Feu vert au Conseil fédéral
Une conférence de conciliation a renoncé au référendum facultatif, choix confirmé par le National. Le Conseil fédéral peut donc appliquer l'accord et transmettre d'ici le 19 août aux autorités américaines les données de 4450 clients de l'UBS soupçonnés d'avoir fraudé le fisc entre 2001 et 2008.
A l'avenir, ces procédures seront réglées par la nouvelle convention de double imposition avec les Etats-Unis, dont Eveline Widmer-Schlumpf a espéré une rapide entrée en vigueur.
Une procédure déjà bien entamée
A ce jour, l'Administration fédérale des contributions (AFC) a traité les dossiers de près de 3000 clients de l'UBS. Il lui en reste donc à examiner 1450 d'ici le 19 août. Avant même la décision du Parlement de jeudi, les données de 500 clients ont été transmises aux Etats-Unis avec leur consentement.
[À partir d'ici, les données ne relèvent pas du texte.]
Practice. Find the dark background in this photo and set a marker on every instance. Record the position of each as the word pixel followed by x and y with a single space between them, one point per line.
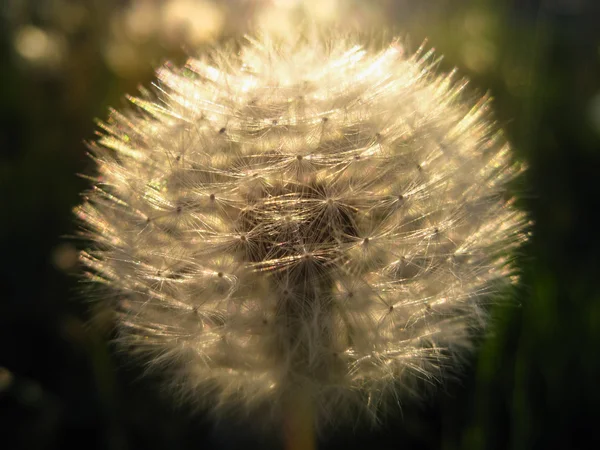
pixel 533 384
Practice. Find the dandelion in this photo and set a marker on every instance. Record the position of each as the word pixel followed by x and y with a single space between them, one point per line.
pixel 315 220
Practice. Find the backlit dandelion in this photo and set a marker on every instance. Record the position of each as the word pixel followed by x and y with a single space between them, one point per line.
pixel 319 219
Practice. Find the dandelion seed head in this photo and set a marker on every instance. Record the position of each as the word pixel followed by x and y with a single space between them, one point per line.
pixel 317 217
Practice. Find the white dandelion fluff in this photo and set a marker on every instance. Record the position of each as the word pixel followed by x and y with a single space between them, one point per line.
pixel 318 218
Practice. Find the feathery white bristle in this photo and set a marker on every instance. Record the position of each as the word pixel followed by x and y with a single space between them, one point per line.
pixel 316 217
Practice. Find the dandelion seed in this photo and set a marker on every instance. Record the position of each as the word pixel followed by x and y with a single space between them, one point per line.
pixel 336 238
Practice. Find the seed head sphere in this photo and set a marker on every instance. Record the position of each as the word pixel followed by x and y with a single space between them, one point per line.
pixel 315 217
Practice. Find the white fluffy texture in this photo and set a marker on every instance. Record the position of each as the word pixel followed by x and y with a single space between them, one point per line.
pixel 317 218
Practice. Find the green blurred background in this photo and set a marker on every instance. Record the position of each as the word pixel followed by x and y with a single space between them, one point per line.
pixel 533 383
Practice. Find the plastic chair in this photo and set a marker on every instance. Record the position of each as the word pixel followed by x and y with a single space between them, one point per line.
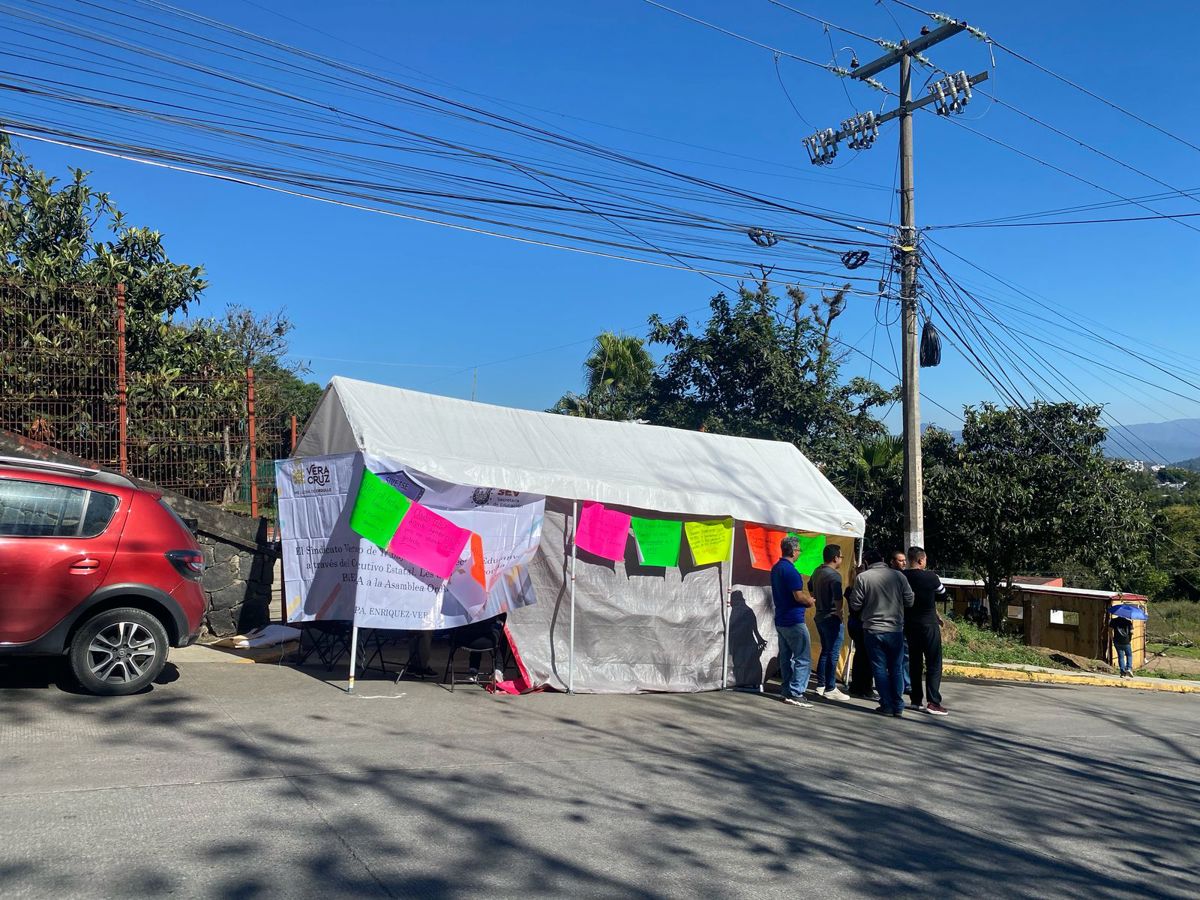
pixel 474 642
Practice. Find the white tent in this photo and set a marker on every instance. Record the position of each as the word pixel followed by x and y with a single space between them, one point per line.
pixel 639 629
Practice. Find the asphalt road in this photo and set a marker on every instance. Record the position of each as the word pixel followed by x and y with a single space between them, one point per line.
pixel 241 780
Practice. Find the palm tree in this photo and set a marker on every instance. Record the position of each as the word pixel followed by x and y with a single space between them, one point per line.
pixel 617 377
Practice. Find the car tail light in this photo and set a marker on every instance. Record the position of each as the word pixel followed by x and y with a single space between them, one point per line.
pixel 189 562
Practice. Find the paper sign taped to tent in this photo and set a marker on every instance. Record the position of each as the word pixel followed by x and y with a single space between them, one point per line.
pixel 429 540
pixel 763 545
pixel 811 552
pixel 709 541
pixel 603 532
pixel 658 540
pixel 378 510
pixel 334 574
Oswald Grübel a salué la décision du Parlement. [Keystone]
Les clients de l'UBS concernés peuvent néanmoins recourir auprès du Tribunal administratif fédéral (TAF). Depuis décembre dernier, plus de 120 recours ont été déposés. A fin janvier, le TAF, se fondant sur un "cas pilote", décidait que l'entraide ne serait pas acceptée pour 25 recours et qu'il n'entrait pas en matière pour un autre cas.
Ce printemps, une deuxième vague comptant une centaine de recours est arrivée au TAF. Comme précédemment, il s'agit de cas d'évasion fiscale grave et durable. Là également, le TAF va choisir un cas pilote et prendre sa décision dans un délai non précisé. Les arrêts du TAF sont définitifs et ne sont pas susceptibles de recours au Tribunal fédéral.